🤖 AI Summary
Current large language models (LLMs) exhibit limited practical efficacy in research-level neural theorem proving and automated formalization. Method: We introduce the first evaluation benchmark tailored to authentic research scenarios—the Lean Blueprint Benchmark—comprising 613 complex mathematical theorems drawn from the Lean Blueprint corpus, with rigorous integration of formal verification and automated execution to quantify model performance via pass rate. Contribution/Results: Experiments reveal that state-of-the-art models achieve only a 10.3% pass rate, exposing critical bottlenecks in higher-order mathematical reasoning and cross-theorem formalization generalization.
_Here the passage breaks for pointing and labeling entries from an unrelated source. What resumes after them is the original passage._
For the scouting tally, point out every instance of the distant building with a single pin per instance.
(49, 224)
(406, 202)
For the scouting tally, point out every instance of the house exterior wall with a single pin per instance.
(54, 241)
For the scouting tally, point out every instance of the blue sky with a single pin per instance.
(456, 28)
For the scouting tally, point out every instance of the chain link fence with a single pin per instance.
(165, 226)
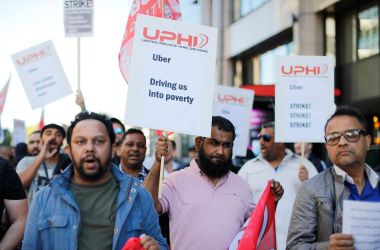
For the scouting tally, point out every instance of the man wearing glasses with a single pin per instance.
(281, 164)
(317, 215)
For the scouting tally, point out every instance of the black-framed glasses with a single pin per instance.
(265, 137)
(351, 135)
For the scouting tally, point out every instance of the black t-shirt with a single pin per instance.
(10, 184)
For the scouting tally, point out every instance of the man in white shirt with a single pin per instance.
(281, 164)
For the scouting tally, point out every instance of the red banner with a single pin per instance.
(146, 7)
(260, 233)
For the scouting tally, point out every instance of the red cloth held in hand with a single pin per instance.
(133, 243)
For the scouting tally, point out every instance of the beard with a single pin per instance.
(100, 172)
(212, 169)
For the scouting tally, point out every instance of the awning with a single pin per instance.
(268, 90)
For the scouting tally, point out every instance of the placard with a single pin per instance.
(172, 76)
(78, 17)
(41, 74)
(304, 97)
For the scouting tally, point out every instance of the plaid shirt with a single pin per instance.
(142, 174)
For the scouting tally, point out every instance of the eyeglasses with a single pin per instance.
(265, 137)
(351, 135)
(118, 130)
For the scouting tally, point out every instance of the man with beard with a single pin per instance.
(206, 202)
(316, 221)
(36, 171)
(34, 143)
(92, 205)
(119, 129)
(132, 154)
(281, 164)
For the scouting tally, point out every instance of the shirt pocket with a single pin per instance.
(135, 224)
(55, 230)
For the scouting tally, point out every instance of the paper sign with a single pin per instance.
(304, 97)
(235, 104)
(78, 17)
(172, 76)
(362, 220)
(41, 74)
(19, 132)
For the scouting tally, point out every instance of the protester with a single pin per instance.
(119, 129)
(92, 205)
(207, 204)
(319, 164)
(281, 164)
(13, 199)
(132, 154)
(21, 150)
(36, 171)
(317, 214)
(34, 143)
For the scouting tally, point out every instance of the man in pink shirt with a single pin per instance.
(207, 203)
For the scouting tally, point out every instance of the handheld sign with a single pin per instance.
(41, 74)
(172, 76)
(304, 97)
(19, 132)
(78, 17)
(235, 104)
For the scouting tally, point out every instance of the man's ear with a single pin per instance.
(368, 139)
(198, 142)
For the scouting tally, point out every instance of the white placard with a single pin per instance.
(78, 17)
(362, 220)
(236, 105)
(41, 74)
(19, 132)
(172, 76)
(304, 97)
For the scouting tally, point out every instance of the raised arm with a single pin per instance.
(17, 211)
(152, 180)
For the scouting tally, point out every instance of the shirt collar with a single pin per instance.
(372, 176)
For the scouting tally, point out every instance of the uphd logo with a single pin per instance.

This work establishes a more realistic, challenging evaluation standard and sets a new foundational benchmark for advancing automated formal mathematics, while identifying concrete directions for model improvement in neural theorem proving and formalization.
📝 Abstract
Despite impressive results on curated benchmarks, the practical impact of large language models (LLMs) on research-level neural theorem proving and proof autoformalization is still limited. We introduce RLMEval, an evaluation suite for these tasks, focusing on research-level mathematics from real-world Lean formalization projects. RLMEval targets the evaluation of neural theorem proving and proof autoformalization on challenging research-level theorems by leveraging real Lean Blueprint formalization projects. Our evaluation of state-of-the-art models on RLMEval, comprising 613 theorems from 6 Lean projects, reveals a significant gap: progress on existing benchmarks does not readily translate to these more realistic settings, with the best model achieving only a 10.3 % pass rate. RLMEval provides a new, challenging benchmark designed to guide and accelerate progress in automated reasoning for formal mathematics.